Vermont Pulls the Plug on Its Electric Vehicle Mandate

Another state discovers California-style mandates are not workable given the current technologies and infrastructure.

In the summer of 2024, I reported that the state of Connecticut opted to forgo adopting California-style electric vehicle (EV) mandates.  Additionally, Virginia Gov. Glenn Youngkin put the brakes on his state’s EV mandate at the end of the year.

Just last month, Maryland’s governor delayed its sad attempt to be East Coast California via a similar mandate.

Now Vermont Governor Phil Scott issued an executive order halting the enforcement of the state’s electric vehicle (EV) sales mandate, which had required that 35% of all vehicles delivered to Vermont dealerships be zero-emission starting with the 2026 model year.

This pause affects passenger cars and medium—to heavy-duty trucks and continues the trend of progressive states following California into a progressive blackhole of senseless energy policies.

Vermont is one of 11 states including New York, Maryland and Massachusetts that have adopted California’s zero-emission vehicle rules, which seek to end the sale of gasoline-only vehicles by 2035. California’s rules require 35% of light-duty vehicles in the 2026 model year to be zero-emission models.

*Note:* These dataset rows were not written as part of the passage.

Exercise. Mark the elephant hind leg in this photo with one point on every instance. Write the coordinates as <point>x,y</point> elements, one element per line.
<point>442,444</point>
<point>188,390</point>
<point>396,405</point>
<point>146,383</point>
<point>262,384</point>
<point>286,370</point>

Scott cited warnings from automakers that they could limit supply of gas-powered vehicles to dealers in the state because of the EV rules.

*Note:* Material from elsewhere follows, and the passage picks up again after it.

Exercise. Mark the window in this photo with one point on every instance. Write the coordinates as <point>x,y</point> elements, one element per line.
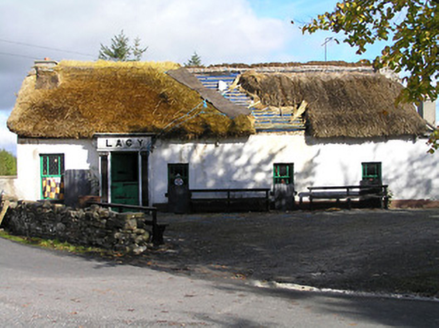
<point>52,176</point>
<point>283,173</point>
<point>178,174</point>
<point>371,171</point>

“It’s clear we don’t have anywhere near enough charging infrastructure and insufficient technological advances in heavy-duty vehicles to meet current goals,” said Scott.

It’s important to note that according to an analysis by Here Technologies and SBD Automotive, Vermont has one of the more favorable EV charging networks in the country, with a +1.3 charger-to-electric-vehicle ratio. That means if the mandate can’t work there, it won’t be working anywhere…and that includes California.

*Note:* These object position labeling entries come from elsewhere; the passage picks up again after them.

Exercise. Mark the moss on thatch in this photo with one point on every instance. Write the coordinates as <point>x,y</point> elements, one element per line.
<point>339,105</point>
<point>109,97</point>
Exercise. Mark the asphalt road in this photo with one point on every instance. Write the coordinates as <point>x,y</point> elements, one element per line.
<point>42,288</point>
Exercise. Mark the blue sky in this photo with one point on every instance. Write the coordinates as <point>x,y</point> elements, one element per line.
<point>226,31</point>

Local automobile dealers, who have to address the realities of customer preferences, are delighted with this news.

Vermont’s auto dealers, meanwhile, welcomed news of the executive order. The California rule doesn’t obligate local dealers to sell a certain percentage of electric vehicles, rather it requires car and truck manufacturers to, starting in model year 2026, ensure that 35% of vehicles shipped to those dealers be zero emissions.

Matt Cota, with the Vermont Vehicle and Automotive Distributors Association, said that demand for those EVs doesn’t yet exist in Vermont (about 14% of new cars registered in Vermont last year were zero emission).

Cota said manufacturers would likely comply with the mandate by sending fewer total vehicles to Vermont dealers. And he said dealers in New Hampshire, which has not adopted the California rule, will be well-positioned to satisfy demand for gas-powered vehicles that are no longer delivered to Vermont.

“In a way, if you don’t create the demand of electric vehicles, all you’re doing with this regulation — you’re not putting more electric vehicles on the road, you’re harming the local businesses that sell vehicles of all types,” Cota said.

It must be noted that the rollback of a federal waiver of the special California rules is poised to occur, which means these governors are simply getting ahead of the likely regulatory changes related to energy policies.

The governor’s decision is a setback for California, whose 2022 Advanced Clean Cars law makes it possible for states to mandate EVs. The 1970 Clean Air Act allows California to obtain a federal waiver to issue vehicle emissions regulations that are stricter than federal emissions standards and for other states like Vermont to adopt those regulations.

In December, the Biden administration issued a waiver green-lighting California’s Advanced Clean Cars rules, which a dozen states have adopted.

The House recently passed a bill to revoke that waiver, but the Senate has yet to take it up. The Trump administration said in February that it would support revoking the waiver.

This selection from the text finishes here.